Dust is an important component of the climate system as it has to the ability to alter precipitation patterns and surface temperature, is a key nutrient supply for much of the biosphere, and provides records of paleoclimate.  Dust also matters in human environments, where it is a hazard to both health and transportation.

Two of my recent publications use a global climate model to evaluate the climate impacts of atmospheric dust.  Over north Africa, and the Sahel region in particular, dust absorbs and scatters incoming sunlight, altering the energy balance of the atmosphere and reducing the rainfall the region receives.  This is turn reduces plant growth and exacerbates droughts.  The presence of dust in the atmosphere can also shift the entire tropical rainbelt north or south, though how much has likely changed through history.  In both cases, there are interesting possibilities of feedback loops between dust, rainfall changes, and more or less dust as a result.

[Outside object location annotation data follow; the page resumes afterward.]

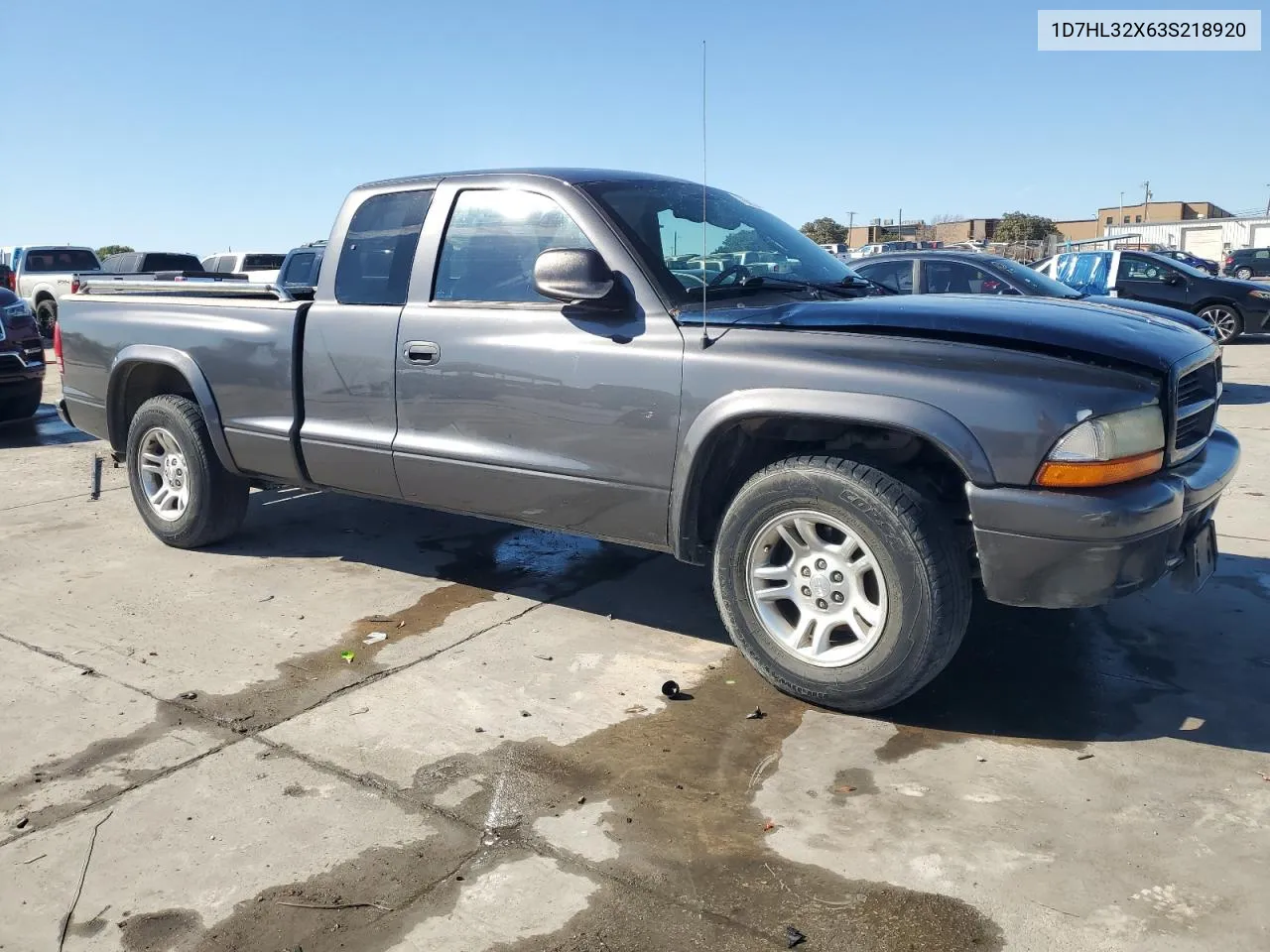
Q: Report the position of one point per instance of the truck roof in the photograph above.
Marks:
(561, 175)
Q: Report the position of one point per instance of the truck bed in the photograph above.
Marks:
(241, 345)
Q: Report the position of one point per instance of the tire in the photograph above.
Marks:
(920, 575)
(1225, 320)
(46, 316)
(19, 405)
(203, 502)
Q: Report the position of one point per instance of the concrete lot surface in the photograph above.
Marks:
(502, 771)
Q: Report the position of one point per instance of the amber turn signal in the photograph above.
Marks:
(1069, 475)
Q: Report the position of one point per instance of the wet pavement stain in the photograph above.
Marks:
(531, 562)
(694, 871)
(112, 753)
(158, 932)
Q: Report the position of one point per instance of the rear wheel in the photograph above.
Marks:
(178, 484)
(1225, 320)
(46, 316)
(841, 584)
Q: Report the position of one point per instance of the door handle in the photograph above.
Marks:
(422, 352)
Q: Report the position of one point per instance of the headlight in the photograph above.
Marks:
(1106, 449)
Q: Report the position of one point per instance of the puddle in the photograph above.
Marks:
(44, 429)
(531, 562)
(112, 753)
(693, 871)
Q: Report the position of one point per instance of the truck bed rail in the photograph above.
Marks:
(185, 289)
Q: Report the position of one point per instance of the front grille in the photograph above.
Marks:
(1196, 408)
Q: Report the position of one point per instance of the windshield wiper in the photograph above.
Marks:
(769, 281)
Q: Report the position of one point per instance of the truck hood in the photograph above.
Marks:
(1046, 325)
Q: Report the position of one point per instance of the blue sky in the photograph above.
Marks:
(199, 126)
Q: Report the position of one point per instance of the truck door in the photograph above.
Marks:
(520, 408)
(1144, 278)
(349, 345)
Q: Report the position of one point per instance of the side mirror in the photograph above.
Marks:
(574, 276)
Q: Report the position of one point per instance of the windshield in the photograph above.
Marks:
(1033, 281)
(262, 263)
(60, 259)
(739, 240)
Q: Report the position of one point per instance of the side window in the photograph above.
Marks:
(897, 276)
(492, 241)
(379, 249)
(961, 278)
(1134, 268)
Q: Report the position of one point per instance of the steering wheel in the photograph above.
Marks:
(740, 271)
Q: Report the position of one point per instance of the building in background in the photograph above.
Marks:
(1159, 211)
(1202, 238)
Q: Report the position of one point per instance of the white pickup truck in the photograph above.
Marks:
(44, 273)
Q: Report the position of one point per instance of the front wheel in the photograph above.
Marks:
(46, 316)
(1227, 322)
(178, 484)
(841, 584)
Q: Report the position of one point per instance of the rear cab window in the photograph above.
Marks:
(59, 259)
(377, 254)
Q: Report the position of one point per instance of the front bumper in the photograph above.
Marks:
(1072, 549)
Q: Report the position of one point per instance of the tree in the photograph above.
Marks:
(742, 240)
(826, 231)
(1019, 226)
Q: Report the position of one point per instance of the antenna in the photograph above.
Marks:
(705, 327)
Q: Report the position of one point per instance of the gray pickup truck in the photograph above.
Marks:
(517, 345)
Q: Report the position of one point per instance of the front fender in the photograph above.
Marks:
(905, 414)
(137, 354)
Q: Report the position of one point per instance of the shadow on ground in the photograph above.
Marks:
(1245, 394)
(44, 429)
(1156, 664)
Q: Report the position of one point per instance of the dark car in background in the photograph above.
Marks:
(22, 359)
(1230, 306)
(1247, 263)
(1205, 264)
(975, 273)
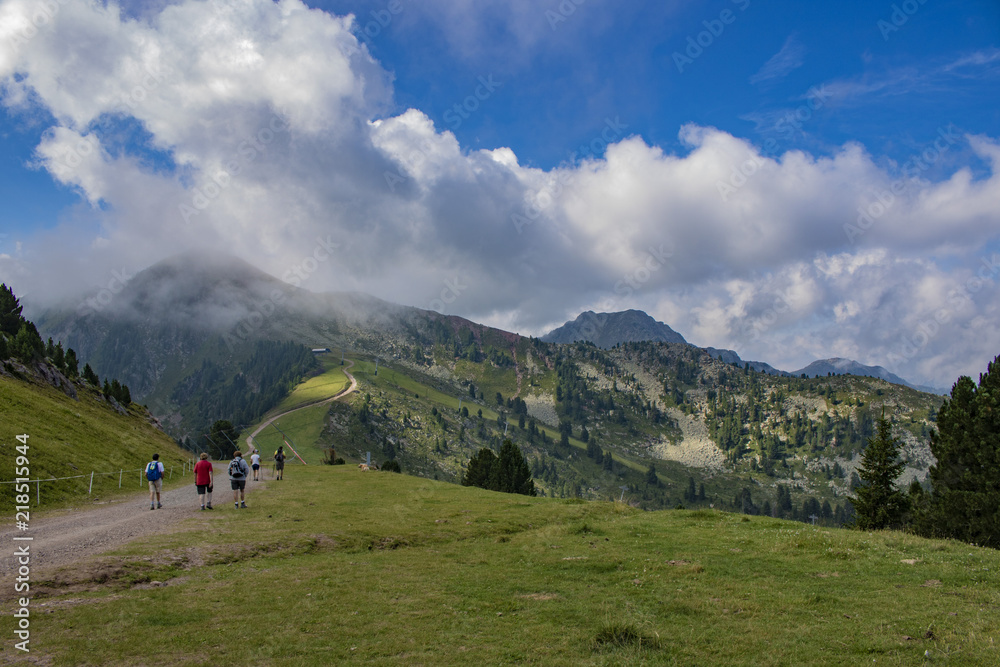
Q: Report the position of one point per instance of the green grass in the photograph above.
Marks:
(330, 382)
(70, 438)
(345, 567)
(302, 426)
(364, 371)
(305, 425)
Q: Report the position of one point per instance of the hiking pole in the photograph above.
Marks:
(288, 443)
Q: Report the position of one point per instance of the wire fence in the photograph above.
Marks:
(186, 467)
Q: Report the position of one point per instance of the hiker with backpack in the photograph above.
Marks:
(279, 463)
(203, 479)
(255, 464)
(238, 473)
(154, 475)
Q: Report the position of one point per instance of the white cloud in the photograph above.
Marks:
(790, 57)
(275, 126)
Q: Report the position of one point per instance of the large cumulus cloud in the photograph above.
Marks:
(263, 129)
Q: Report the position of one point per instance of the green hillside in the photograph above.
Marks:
(71, 438)
(782, 446)
(339, 566)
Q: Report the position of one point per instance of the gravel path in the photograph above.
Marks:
(69, 536)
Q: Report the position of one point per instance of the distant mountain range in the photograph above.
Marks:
(607, 330)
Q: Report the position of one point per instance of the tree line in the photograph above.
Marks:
(963, 501)
(20, 340)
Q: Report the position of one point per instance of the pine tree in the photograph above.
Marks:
(651, 477)
(481, 469)
(879, 504)
(964, 502)
(28, 344)
(515, 476)
(10, 312)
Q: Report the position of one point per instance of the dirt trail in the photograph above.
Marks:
(68, 536)
(353, 387)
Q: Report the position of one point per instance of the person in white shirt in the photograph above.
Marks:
(255, 464)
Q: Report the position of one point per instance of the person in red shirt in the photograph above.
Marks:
(203, 479)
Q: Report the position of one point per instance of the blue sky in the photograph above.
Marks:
(420, 136)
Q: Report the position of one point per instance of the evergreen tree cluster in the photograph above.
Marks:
(508, 473)
(259, 383)
(964, 501)
(19, 339)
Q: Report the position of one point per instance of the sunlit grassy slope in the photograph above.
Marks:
(72, 438)
(335, 566)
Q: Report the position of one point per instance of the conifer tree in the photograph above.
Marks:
(10, 312)
(515, 475)
(480, 470)
(651, 477)
(964, 502)
(878, 502)
(72, 363)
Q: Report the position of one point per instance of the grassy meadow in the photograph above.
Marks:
(71, 438)
(338, 566)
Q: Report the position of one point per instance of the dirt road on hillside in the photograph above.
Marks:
(352, 387)
(69, 536)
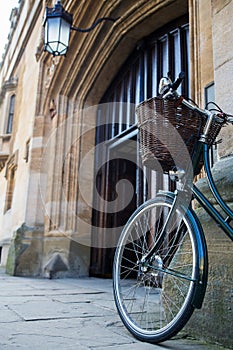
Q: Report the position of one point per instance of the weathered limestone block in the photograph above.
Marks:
(25, 252)
(214, 321)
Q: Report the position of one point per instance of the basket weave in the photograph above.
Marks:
(156, 117)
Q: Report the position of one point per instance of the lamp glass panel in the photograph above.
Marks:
(65, 32)
(53, 29)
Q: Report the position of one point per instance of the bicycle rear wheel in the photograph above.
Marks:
(154, 298)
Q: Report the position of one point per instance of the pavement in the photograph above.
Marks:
(80, 314)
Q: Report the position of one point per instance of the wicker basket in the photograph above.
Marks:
(156, 120)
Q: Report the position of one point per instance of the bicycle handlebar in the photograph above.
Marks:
(173, 94)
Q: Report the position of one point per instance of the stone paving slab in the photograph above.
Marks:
(65, 314)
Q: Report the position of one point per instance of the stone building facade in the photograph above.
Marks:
(51, 217)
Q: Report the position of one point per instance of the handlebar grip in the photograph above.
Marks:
(178, 81)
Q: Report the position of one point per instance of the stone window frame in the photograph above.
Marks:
(11, 111)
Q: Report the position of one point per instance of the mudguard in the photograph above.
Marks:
(201, 251)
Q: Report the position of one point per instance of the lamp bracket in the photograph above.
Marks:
(94, 24)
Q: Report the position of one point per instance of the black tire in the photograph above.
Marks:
(154, 301)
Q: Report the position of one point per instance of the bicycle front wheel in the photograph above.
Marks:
(154, 298)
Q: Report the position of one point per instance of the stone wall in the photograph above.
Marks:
(214, 321)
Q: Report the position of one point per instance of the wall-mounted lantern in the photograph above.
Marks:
(58, 24)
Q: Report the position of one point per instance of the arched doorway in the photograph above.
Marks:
(165, 50)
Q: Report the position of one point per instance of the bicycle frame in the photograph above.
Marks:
(206, 204)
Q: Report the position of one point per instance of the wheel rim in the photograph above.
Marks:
(153, 298)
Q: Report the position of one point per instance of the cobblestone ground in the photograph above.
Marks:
(68, 314)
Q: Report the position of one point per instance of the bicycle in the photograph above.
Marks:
(160, 268)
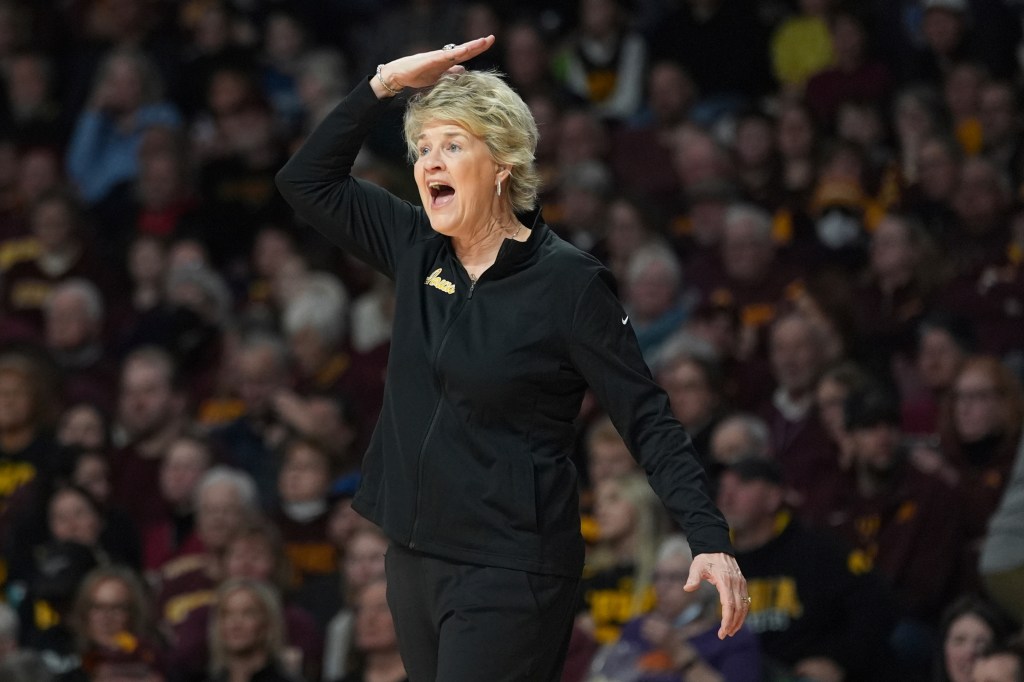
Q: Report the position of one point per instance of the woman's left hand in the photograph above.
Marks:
(424, 69)
(722, 571)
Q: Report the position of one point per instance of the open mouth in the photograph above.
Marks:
(440, 194)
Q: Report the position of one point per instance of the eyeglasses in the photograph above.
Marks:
(110, 607)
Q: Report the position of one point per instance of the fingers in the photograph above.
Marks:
(722, 571)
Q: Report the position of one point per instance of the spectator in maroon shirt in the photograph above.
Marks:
(152, 415)
(172, 535)
(944, 341)
(800, 443)
(899, 520)
(255, 552)
(855, 76)
(980, 425)
(895, 292)
(64, 253)
(225, 502)
(74, 330)
(980, 235)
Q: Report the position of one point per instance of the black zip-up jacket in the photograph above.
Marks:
(470, 458)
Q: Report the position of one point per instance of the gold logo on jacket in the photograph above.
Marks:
(434, 280)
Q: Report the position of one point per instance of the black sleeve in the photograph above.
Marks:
(605, 351)
(356, 215)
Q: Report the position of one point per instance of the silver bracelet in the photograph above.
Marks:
(381, 79)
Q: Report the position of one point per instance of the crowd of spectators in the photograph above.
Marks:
(815, 213)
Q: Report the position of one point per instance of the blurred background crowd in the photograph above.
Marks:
(815, 213)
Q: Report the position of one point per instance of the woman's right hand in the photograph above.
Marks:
(424, 69)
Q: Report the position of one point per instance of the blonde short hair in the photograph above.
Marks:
(485, 105)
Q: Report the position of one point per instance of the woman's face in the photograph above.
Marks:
(979, 409)
(82, 426)
(938, 358)
(251, 558)
(342, 522)
(73, 518)
(829, 396)
(755, 141)
(183, 465)
(304, 475)
(374, 627)
(968, 637)
(938, 171)
(243, 623)
(364, 559)
(124, 79)
(15, 400)
(93, 473)
(52, 224)
(892, 250)
(109, 611)
(457, 178)
(614, 513)
(607, 459)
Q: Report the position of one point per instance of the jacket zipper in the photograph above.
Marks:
(433, 417)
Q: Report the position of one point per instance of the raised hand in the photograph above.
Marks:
(722, 571)
(424, 69)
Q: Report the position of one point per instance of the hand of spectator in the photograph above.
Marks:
(424, 69)
(819, 669)
(722, 571)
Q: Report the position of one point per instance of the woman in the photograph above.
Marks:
(969, 627)
(254, 553)
(616, 582)
(246, 636)
(476, 428)
(126, 100)
(112, 624)
(981, 433)
(676, 641)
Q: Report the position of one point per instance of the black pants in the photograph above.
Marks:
(463, 623)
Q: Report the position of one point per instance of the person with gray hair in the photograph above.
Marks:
(681, 627)
(315, 324)
(737, 436)
(226, 499)
(500, 327)
(74, 329)
(799, 439)
(652, 296)
(9, 631)
(260, 374)
(126, 100)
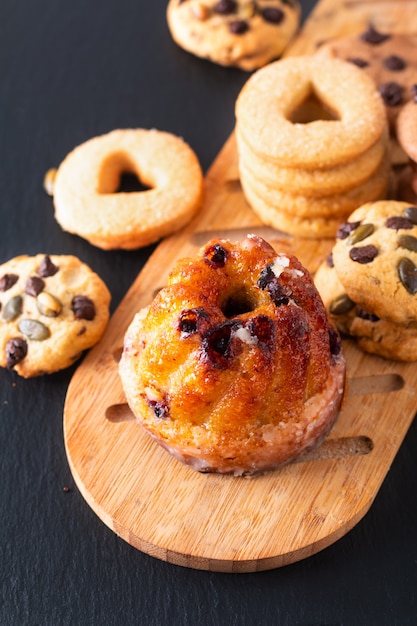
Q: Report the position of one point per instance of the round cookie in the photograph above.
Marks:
(371, 333)
(239, 33)
(317, 182)
(307, 227)
(375, 258)
(52, 308)
(333, 206)
(85, 188)
(390, 59)
(271, 96)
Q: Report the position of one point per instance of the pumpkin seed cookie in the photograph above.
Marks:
(375, 258)
(52, 308)
(241, 33)
(85, 188)
(371, 333)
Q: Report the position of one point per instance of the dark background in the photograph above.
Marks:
(70, 70)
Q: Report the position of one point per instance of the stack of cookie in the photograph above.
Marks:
(369, 281)
(312, 138)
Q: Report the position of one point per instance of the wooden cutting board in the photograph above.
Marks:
(223, 523)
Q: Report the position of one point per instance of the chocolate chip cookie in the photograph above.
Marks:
(52, 308)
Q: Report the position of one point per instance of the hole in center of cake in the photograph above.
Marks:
(312, 109)
(237, 303)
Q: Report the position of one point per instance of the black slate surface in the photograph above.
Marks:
(70, 71)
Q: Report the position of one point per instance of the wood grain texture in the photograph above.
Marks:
(222, 523)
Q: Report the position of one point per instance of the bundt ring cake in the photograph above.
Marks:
(234, 367)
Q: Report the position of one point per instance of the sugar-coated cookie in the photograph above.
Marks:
(52, 308)
(267, 101)
(243, 33)
(85, 188)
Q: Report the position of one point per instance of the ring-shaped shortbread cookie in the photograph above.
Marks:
(271, 96)
(85, 193)
(315, 183)
(331, 206)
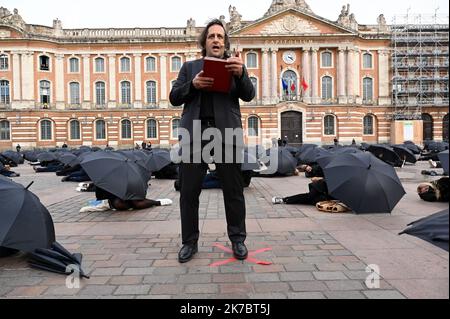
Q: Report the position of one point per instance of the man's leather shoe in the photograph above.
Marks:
(187, 252)
(240, 252)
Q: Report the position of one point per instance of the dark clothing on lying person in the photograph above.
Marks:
(438, 191)
(318, 192)
(315, 172)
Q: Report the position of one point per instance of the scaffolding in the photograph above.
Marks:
(419, 64)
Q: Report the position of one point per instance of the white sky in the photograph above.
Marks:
(175, 13)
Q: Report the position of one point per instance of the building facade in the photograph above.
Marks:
(316, 80)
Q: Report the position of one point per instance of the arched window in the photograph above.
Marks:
(126, 129)
(290, 84)
(329, 123)
(125, 88)
(252, 60)
(255, 83)
(176, 64)
(150, 64)
(368, 125)
(367, 61)
(445, 131)
(175, 126)
(367, 90)
(327, 88)
(75, 131)
(152, 129)
(100, 93)
(74, 93)
(46, 130)
(99, 65)
(4, 63)
(5, 97)
(44, 63)
(427, 127)
(125, 64)
(5, 130)
(327, 59)
(44, 90)
(74, 64)
(253, 126)
(100, 130)
(151, 92)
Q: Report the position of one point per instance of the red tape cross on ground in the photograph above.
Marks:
(249, 259)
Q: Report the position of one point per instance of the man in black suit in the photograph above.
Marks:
(204, 110)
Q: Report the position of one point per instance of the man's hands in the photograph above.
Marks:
(235, 65)
(202, 83)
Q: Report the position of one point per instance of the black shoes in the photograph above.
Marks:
(240, 252)
(187, 252)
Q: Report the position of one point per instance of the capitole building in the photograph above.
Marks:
(315, 79)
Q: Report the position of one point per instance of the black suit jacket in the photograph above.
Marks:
(227, 111)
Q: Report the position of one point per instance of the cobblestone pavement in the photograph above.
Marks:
(313, 255)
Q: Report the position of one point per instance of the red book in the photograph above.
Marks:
(215, 68)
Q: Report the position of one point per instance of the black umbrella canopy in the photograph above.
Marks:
(433, 229)
(443, 158)
(116, 174)
(385, 153)
(364, 183)
(25, 224)
(404, 153)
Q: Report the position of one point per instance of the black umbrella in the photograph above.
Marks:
(385, 153)
(404, 153)
(69, 160)
(443, 158)
(116, 174)
(25, 224)
(157, 160)
(13, 156)
(433, 229)
(47, 157)
(364, 183)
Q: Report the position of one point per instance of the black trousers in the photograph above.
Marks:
(191, 179)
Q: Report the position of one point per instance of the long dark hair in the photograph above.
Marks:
(204, 36)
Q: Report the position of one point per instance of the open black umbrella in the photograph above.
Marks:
(13, 156)
(25, 224)
(364, 183)
(47, 157)
(443, 158)
(116, 174)
(385, 153)
(433, 229)
(404, 153)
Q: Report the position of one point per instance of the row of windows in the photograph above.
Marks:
(326, 60)
(150, 63)
(152, 132)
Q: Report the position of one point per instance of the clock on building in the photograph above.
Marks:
(289, 57)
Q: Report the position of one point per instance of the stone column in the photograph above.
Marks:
(341, 78)
(265, 76)
(28, 79)
(137, 81)
(350, 76)
(275, 77)
(112, 103)
(315, 76)
(17, 94)
(59, 78)
(306, 67)
(383, 78)
(164, 103)
(86, 82)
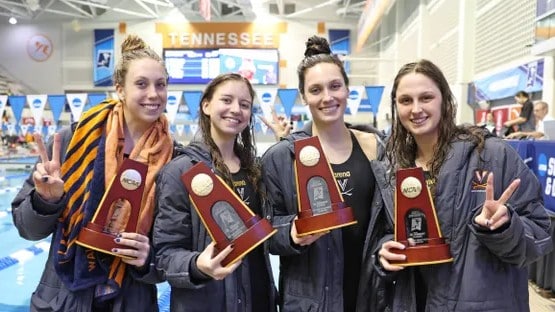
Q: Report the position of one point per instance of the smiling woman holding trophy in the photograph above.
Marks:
(487, 206)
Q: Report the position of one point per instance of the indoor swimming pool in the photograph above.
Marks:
(22, 261)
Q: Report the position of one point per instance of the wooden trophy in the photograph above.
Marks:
(416, 224)
(125, 192)
(321, 206)
(226, 217)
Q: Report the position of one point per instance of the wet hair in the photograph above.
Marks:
(134, 48)
(523, 94)
(401, 146)
(244, 146)
(318, 51)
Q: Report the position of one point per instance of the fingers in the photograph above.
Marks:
(264, 120)
(210, 264)
(386, 255)
(489, 187)
(56, 146)
(509, 191)
(500, 217)
(138, 251)
(41, 147)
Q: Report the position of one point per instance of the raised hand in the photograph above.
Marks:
(210, 264)
(279, 125)
(494, 212)
(47, 179)
(139, 248)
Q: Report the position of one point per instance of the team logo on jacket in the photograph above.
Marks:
(480, 180)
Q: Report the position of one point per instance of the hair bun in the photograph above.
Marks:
(317, 45)
(131, 43)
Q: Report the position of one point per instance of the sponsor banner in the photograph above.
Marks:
(221, 35)
(267, 98)
(194, 128)
(36, 104)
(57, 103)
(17, 103)
(527, 77)
(288, 98)
(95, 98)
(174, 99)
(340, 44)
(103, 57)
(180, 128)
(192, 99)
(356, 94)
(3, 102)
(374, 95)
(77, 102)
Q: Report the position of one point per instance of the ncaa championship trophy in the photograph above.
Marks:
(321, 206)
(225, 216)
(416, 224)
(125, 190)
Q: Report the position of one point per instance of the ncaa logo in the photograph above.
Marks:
(353, 95)
(172, 100)
(266, 97)
(542, 164)
(77, 102)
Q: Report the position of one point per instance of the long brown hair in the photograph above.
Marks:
(318, 51)
(244, 146)
(134, 48)
(401, 146)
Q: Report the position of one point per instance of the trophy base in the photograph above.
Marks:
(244, 243)
(436, 251)
(94, 238)
(325, 222)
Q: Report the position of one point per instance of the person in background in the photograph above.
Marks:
(489, 204)
(541, 109)
(63, 192)
(184, 251)
(525, 121)
(329, 271)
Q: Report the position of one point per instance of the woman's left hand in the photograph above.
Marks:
(494, 212)
(139, 250)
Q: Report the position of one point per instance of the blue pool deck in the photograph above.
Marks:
(22, 261)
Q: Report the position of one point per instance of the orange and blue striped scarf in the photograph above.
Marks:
(93, 158)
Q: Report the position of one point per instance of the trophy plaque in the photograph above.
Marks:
(416, 224)
(123, 197)
(321, 206)
(226, 217)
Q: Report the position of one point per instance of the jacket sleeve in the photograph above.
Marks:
(282, 199)
(526, 237)
(34, 217)
(173, 228)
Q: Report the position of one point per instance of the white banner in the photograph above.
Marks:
(174, 99)
(76, 103)
(180, 128)
(194, 128)
(267, 98)
(37, 102)
(24, 129)
(11, 129)
(355, 96)
(3, 101)
(51, 130)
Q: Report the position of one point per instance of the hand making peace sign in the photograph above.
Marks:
(48, 183)
(494, 212)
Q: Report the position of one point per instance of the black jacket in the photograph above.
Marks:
(311, 277)
(179, 236)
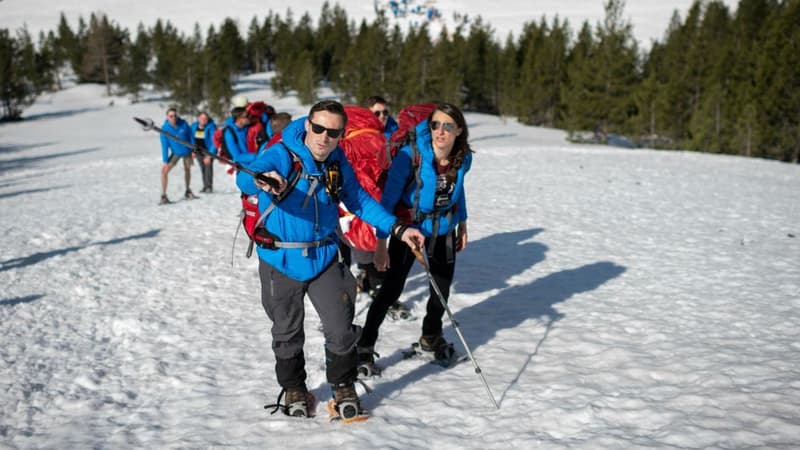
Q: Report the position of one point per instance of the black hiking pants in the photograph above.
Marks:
(400, 261)
(332, 293)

Along with the impacts of dust once it’s in the atmosphere, I’m also very interested in the processes that put it there, and how the emission of dust from the land surface varies in both time and space.  Dust particles get picked up off the land surface by strong surface winds, but how much dust gets uplifted depends on many land surface characteristics like soil water and vegetation cover.  Depending on the region, the season, the particular year, or the global climate, the variability of dust emission can be controlled by either the atmosphere or the land surface.

Dust is just one of the ways that the land surface and the atmosphere interact with each other, and it connects to many of the others like hydrology and agriculture.  The representation of dust in climate models is rapidly becoming more sophisticated, and satellite records are reaching climate timescales, making this an exciting time to be studying dust.